ROCm / omnitrace

Omnitrace: Application Profiling, Tracing, and Analysis
https://rocm.docs.amd.com/projects/omnitrace/en/latest/
MIT License
290 stars 23 forks source link

Inaccurate device counter trace #318

Open sfantao opened 9 months ago

sfantao commented 9 months ago

Using as an example https://github.com/amd/HPCTrainingExamples/tree/main/HIPIFY/mini-nbody/hip, if I get device counters with rocprof using:

> cat $wd/counters.txt
pmc : WriteSize FetchSize
> bash -c "export ROCR_VISIBLE_DEVICES=0 ; rocprof -i $wd/counters.txt ./nbody-orig $((12*65536))"

I get:

Index,KernelName,gpu-id,queue-id,queue-index,pid,tid,grd,wgr,lds,scr,arch_vgpr,accum_vgpr,sgpr,wave_size,sig,obj,WriteSize,FetchSize
0,"bodyForce(Body*, float, int) [clone .kd]",4,0,0,148495,148495,786432,256,0,0,16,0,16,64,0x0,0x7f4abf7508c0,36723.0000000000,524628.5625000000
1,"bodyForce(Body*, float, int) [clone .kd]",4,0,2,148495,148495,786432,256,0,0,16,0,16,64,0x0,0x7f4abf7508c0,17505.1250000000,488091.6250000000
2,"bodyForce(Body*, float, int) [clone .kd]",4,0,4,148495,148495,786432,256,0,0,16,0,16,64,0x0,0x7f4abf7508c0,17510.6250000000,487910.1250000000
3,"bodyForce(Body*, float, int) [clone .kd]",4,0,6,148495,148495,786432,256,0,0,16,0,16,64,0x0,0x7f4abf7508c0,33072.5000000000,2820859.8125000000
4,"bodyForce(Body*, float, int) [clone .kd]",4,0,8,148495,148495,786432,256,0,0,16,0,16,64,0x0,0x7f4abf7508c0,32875.0000000000,1719172.6875000000
5,"bodyForce(Body*, float, int) [clone .kd]",4,0,10,148495,148495,786432,256,0,0,16,0,16,64,0x0,0x7f4abf7508c0,31081.0000000000,668958.1250000000
6,"bodyForce(Body*, float, int) [clone .kd]",4,0,12,148495,148495,786432,256,0,0,16,0,16,64,0x0,0x7f4abf7508c0,17516.0000000000,488220.2500000000
7,"bodyForce(Body*, float, int) [clone .kd]",4,0,14,148495,148495,786432,256,0,0,16,0,16,64,0x0,0x7f4abf7508c0,32861.8750000000,3522902.0625000000
8,"bodyForce(Body*, float, int) [clone .kd]",4,0,16,148495,148495,786432,256,0,0,16,0,16,64,0x0,0x7f4abf7508c0,17505.0000000000,488151.7500000000
9,"bodyForce(Body*, float, int) [clone .kd]",4,0,18,148495,148495,786432,256,0,0,16,0,16,64,0x0,0x7f4abf7508c0,32938.8750000000,2949121.8750000000

If I use omniperf with a configuration containing:

OMNITRACE_ROCM_EVENTS                              = FetchSize:device=0 WriteSize:device=0

and run:

bash -c "export ROCR_VISIBLE_DEVICES=0 ; omnitrace-sample ./nbody-orig $((12*65536))"

I get:

image

i.e the counters do not show any fluctuation as they should trusting the rocprof output.

Tested on ROCm 5.7.0 and omnitrace omnitrace-1.10.4-ubuntu-20.04-ROCm-50700-PAPI-OMPT-Python3.sh.

For completeness on different machine and ROCm 5.6.1 I see things like:

image

Also no fluctuations but for the first kernel the reading starts correct but shifts in the middle of the kernel.

jrmadsen commented 8 months ago

There are a couple things going on here.

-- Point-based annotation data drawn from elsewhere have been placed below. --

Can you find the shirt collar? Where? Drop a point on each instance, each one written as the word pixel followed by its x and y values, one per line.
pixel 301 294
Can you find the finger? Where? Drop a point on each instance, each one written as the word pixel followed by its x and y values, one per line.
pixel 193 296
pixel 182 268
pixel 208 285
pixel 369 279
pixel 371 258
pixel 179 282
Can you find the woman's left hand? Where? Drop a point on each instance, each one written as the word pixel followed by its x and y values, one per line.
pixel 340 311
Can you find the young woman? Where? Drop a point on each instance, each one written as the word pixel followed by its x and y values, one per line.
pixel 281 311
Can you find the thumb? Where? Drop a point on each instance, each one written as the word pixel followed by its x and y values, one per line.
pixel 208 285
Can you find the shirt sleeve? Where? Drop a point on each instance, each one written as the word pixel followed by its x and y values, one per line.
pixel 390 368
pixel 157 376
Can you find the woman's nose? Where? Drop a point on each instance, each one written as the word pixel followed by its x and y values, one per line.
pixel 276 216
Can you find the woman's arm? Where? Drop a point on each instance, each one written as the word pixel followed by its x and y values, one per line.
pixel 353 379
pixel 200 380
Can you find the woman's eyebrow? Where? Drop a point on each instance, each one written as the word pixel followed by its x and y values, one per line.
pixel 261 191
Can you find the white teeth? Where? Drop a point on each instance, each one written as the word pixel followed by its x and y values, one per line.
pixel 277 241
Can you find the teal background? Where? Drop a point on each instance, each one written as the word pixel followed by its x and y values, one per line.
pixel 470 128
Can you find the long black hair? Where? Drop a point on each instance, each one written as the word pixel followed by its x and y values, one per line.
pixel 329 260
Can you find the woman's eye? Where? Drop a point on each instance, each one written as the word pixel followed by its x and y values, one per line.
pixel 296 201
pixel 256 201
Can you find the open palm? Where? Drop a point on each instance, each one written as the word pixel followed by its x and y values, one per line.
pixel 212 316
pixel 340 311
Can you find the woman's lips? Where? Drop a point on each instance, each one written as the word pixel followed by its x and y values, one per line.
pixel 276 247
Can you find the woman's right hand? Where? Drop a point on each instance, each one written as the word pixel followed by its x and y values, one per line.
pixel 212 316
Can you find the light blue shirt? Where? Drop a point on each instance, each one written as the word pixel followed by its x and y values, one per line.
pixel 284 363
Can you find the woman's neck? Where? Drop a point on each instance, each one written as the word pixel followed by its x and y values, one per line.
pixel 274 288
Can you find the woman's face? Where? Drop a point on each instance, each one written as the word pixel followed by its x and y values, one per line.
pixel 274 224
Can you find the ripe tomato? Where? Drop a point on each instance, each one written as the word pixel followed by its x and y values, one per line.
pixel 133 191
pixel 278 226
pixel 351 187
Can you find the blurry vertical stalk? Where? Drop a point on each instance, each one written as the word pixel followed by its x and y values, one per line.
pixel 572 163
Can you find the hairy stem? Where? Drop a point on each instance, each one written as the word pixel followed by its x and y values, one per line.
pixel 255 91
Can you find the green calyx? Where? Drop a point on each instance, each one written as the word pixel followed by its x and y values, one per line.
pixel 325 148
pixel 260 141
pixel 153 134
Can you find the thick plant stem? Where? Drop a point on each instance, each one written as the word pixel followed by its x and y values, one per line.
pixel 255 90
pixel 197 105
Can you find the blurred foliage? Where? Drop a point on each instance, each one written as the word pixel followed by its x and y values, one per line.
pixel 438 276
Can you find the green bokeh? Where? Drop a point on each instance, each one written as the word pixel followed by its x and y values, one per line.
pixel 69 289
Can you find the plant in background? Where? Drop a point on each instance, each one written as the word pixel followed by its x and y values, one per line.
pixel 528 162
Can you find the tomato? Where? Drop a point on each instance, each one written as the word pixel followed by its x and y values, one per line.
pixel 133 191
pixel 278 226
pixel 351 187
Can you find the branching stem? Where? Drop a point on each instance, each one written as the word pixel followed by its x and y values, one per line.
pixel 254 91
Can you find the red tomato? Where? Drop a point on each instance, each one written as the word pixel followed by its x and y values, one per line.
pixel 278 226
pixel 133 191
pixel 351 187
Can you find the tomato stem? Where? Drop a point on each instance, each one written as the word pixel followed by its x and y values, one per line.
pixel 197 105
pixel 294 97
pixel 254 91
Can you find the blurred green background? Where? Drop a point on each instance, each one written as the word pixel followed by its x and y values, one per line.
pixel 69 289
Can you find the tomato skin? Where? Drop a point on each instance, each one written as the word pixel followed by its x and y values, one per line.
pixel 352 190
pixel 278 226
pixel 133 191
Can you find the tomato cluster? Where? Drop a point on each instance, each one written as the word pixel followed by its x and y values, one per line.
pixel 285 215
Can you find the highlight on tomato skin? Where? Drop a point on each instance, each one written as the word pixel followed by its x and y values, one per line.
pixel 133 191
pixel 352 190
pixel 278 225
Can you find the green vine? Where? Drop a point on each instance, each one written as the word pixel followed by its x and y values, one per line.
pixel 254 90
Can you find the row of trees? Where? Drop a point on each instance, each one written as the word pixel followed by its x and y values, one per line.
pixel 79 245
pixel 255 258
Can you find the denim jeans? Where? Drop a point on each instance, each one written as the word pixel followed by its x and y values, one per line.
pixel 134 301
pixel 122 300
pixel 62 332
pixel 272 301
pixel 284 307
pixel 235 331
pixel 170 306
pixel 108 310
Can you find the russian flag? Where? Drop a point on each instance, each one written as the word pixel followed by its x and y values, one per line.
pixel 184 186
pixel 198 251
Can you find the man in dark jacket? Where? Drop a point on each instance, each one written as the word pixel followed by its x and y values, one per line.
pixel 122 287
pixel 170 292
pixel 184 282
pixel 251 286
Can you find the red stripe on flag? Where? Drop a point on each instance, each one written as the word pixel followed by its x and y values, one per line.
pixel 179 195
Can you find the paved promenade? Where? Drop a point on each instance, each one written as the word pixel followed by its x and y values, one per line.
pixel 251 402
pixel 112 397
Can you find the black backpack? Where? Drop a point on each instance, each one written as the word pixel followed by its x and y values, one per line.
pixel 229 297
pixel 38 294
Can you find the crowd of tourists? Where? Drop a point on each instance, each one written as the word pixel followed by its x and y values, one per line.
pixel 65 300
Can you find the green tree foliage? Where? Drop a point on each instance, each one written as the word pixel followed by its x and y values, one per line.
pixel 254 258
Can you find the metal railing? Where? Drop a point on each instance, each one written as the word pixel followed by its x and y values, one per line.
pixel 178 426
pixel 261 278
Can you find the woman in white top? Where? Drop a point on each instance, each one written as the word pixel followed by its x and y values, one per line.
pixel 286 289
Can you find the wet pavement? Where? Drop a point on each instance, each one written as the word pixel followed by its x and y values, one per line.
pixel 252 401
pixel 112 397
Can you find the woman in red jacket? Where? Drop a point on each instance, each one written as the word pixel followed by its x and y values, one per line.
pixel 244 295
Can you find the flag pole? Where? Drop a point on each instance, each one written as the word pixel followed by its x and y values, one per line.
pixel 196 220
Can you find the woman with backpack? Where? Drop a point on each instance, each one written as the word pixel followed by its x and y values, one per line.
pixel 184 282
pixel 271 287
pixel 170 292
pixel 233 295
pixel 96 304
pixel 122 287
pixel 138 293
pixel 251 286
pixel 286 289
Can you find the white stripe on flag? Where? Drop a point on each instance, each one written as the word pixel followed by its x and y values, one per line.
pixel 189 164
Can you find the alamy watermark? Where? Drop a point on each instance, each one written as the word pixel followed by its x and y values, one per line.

I believe the default view of the timelines is the accumulation of the counters, so you will not see them fluctuate but instead, grow over time — if you click on the lightning bolt looking thing, you can change the view, I think one of them will be the delta. Second, there are likely some discrepancies from mapping hardware counters for kernels onto the kernel-independent timeline. Third, I don’t have a ton of confidence in the combination of the timing alignment between omnitrace’s current use of roctracer for kernel timing with the kernel timings reported by rocprofiler when it reports the HW counters — this needs to be investigated.